Using Terrain-Relative Navigation, the Mars 2020 rover will estimates its location while descending through the Martian atmosphere on its parachute. That allows the rover to determine its position relative to the ground with an accuracy of about 200 feet (60 meters) or less.

It takes two things to reduce the risks of entry, descent, and landing: accurately knowing where the rover is headed and an ability to divert to a safer place when headed toward tricky terrain.

MEDLI2

Improving Models of the Martian Atmosphere for Robotic and Future Human Missions to Mars.

MEDLI2 is a next-generation sensor suite for entry, descent, and landing (EDL). MEDLI2 collects temperature and pressure measurements on the heat shield and afterbody during EDL.

MEDLI2 is based on an instrument flown on NASA's Mars Science Laboratory (MSL) mission. MEDLI stands for "MSL Entry, Descent, and Landing Instrumentation." The original only collected data from the heat shield. MEDLI2 can collect data from the heat shield and from the afterbody as well.

This data helps engineers validate their models for designing future entry, descent, and landing systems. Entry, descent, and landing is one of the most challenging times in any landed Mars mission. Atmospheric data from MEDLI2 and MEDA, the rover's surface weather station, can help scientists and engineers understand atmospheric density and winds. The studies are critical for reducing risks to both robotic and future human missions to Mars.

Entry, Descent, and Landing (EDL) Cameras and Microphone

Unprecedented Visibility into Mars Landings

Mars 2020 has a suite of cameras that can help engineers understand what is happening during one of the riskiest parts of the mission: entry, descent, and landing. The Mars 2020 rover is based heavily on Curiosity's successful mission design, but Mars 2020 adds multiple descent cameras to the spacecraft design.

The camera suite includes: parachute "up look" cameras, a descent-stage "down look" camera, a rover "up look" camera, and a rover "down look" camera. The Mars 2020 EDL system also includes a microphone to capture sounds during EDL, such as the firing of descent engines.

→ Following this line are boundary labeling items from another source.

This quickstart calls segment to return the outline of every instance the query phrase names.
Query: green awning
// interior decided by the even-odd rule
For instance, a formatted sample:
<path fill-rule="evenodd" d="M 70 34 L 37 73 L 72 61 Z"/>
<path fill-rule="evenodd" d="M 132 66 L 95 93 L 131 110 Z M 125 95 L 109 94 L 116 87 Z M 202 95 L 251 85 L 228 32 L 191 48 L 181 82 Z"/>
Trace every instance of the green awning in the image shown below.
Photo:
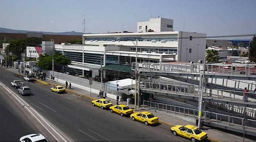
<path fill-rule="evenodd" d="M 103 67 L 104 69 L 115 70 L 119 72 L 130 73 L 132 72 L 132 67 L 124 65 L 111 64 Z"/>

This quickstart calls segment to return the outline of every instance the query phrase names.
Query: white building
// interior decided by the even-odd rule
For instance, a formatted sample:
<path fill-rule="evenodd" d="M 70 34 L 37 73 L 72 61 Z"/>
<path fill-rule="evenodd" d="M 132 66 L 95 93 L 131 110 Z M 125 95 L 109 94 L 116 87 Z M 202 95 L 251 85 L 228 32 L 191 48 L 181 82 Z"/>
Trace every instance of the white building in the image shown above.
<path fill-rule="evenodd" d="M 149 30 L 154 32 L 172 31 L 173 20 L 161 17 L 150 18 L 148 21 L 137 22 L 137 32 L 146 32 Z"/>

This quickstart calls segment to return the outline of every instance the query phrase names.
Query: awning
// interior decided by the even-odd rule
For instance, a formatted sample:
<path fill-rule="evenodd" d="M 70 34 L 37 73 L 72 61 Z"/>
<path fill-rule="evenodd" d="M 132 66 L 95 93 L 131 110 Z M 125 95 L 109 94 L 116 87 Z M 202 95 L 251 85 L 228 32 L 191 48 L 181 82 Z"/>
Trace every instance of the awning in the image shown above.
<path fill-rule="evenodd" d="M 119 72 L 130 73 L 132 72 L 132 67 L 124 65 L 110 64 L 103 67 L 104 69 Z"/>

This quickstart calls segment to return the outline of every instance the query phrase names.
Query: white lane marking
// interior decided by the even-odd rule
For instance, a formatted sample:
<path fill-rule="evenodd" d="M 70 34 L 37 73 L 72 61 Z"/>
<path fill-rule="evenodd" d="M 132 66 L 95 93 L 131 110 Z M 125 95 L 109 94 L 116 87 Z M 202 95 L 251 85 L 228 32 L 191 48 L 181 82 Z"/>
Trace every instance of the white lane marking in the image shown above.
<path fill-rule="evenodd" d="M 84 132 L 83 131 L 82 131 L 82 130 L 80 130 L 80 129 L 79 129 L 79 130 L 79 130 L 79 131 L 80 131 L 80 132 L 82 132 L 82 133 L 84 133 L 84 134 L 85 134 L 87 135 L 88 135 L 88 136 L 89 136 L 91 138 L 93 138 L 93 139 L 94 139 L 94 140 L 96 140 L 96 141 L 99 141 L 99 140 L 98 140 L 98 139 L 97 139 L 95 138 L 94 138 L 94 137 L 93 137 L 93 136 L 92 136 L 91 135 L 90 135 L 90 134 L 88 134 L 87 133 L 86 133 L 86 132 Z"/>
<path fill-rule="evenodd" d="M 52 110 L 53 110 L 54 111 L 55 111 L 55 112 L 57 111 L 56 110 L 54 110 L 54 109 L 53 109 L 50 108 L 50 107 L 48 107 L 48 106 L 47 106 L 47 105 L 44 104 L 43 103 L 41 103 L 41 102 L 39 102 L 39 103 L 41 103 L 42 105 L 43 105 L 45 107 L 47 107 L 49 108 L 49 109 L 51 109 Z"/>
<path fill-rule="evenodd" d="M 98 134 L 98 133 L 96 133 L 96 132 L 94 132 L 94 131 L 92 131 L 91 130 L 90 130 L 90 129 L 88 129 L 88 130 L 89 130 L 89 131 L 90 131 L 92 132 L 93 133 L 94 133 L 95 134 L 96 134 L 96 135 L 99 135 L 99 136 L 100 136 L 101 137 L 101 138 L 102 138 L 105 139 L 105 140 L 106 140 L 107 141 L 108 141 L 109 142 L 111 141 L 110 141 L 110 140 L 109 140 L 108 139 L 106 138 L 105 138 L 104 137 L 102 136 L 102 135 L 100 135 L 100 134 Z"/>
<path fill-rule="evenodd" d="M 45 110 L 44 110 L 42 108 L 40 108 L 40 107 L 39 107 L 37 106 L 36 105 L 35 105 L 35 104 L 33 104 L 33 103 L 31 103 L 31 104 L 32 105 L 34 106 L 35 107 L 38 108 L 39 109 L 41 109 L 41 110 L 42 110 L 43 111 L 45 111 Z"/>

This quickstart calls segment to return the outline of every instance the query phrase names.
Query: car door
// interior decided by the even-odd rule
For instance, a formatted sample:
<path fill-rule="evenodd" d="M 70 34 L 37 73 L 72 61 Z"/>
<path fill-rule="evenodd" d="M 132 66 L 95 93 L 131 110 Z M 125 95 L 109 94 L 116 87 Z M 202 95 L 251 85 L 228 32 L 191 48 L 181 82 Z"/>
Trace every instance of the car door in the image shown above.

A First-Person View of Landing on Mars

In addition to providing engineering data, the cameras and microphone can be considered "public engagement payloads." They are likely to give people on Earth a good and dramatic sense of the ride down to the surface! Memorable videos depicting EDL's "Seven Minutes of Terror for the 2012 landing of NASA's Curiosity Mars rover went viral online, but used computer-generated animations. No one has ever seen a parachute opening in the Martian atmosphere, the rover being lowered down to the surface of Mars on a tether from its descent stage, the bridle between the two being cut, and the descent stage flying away after rover touchdown!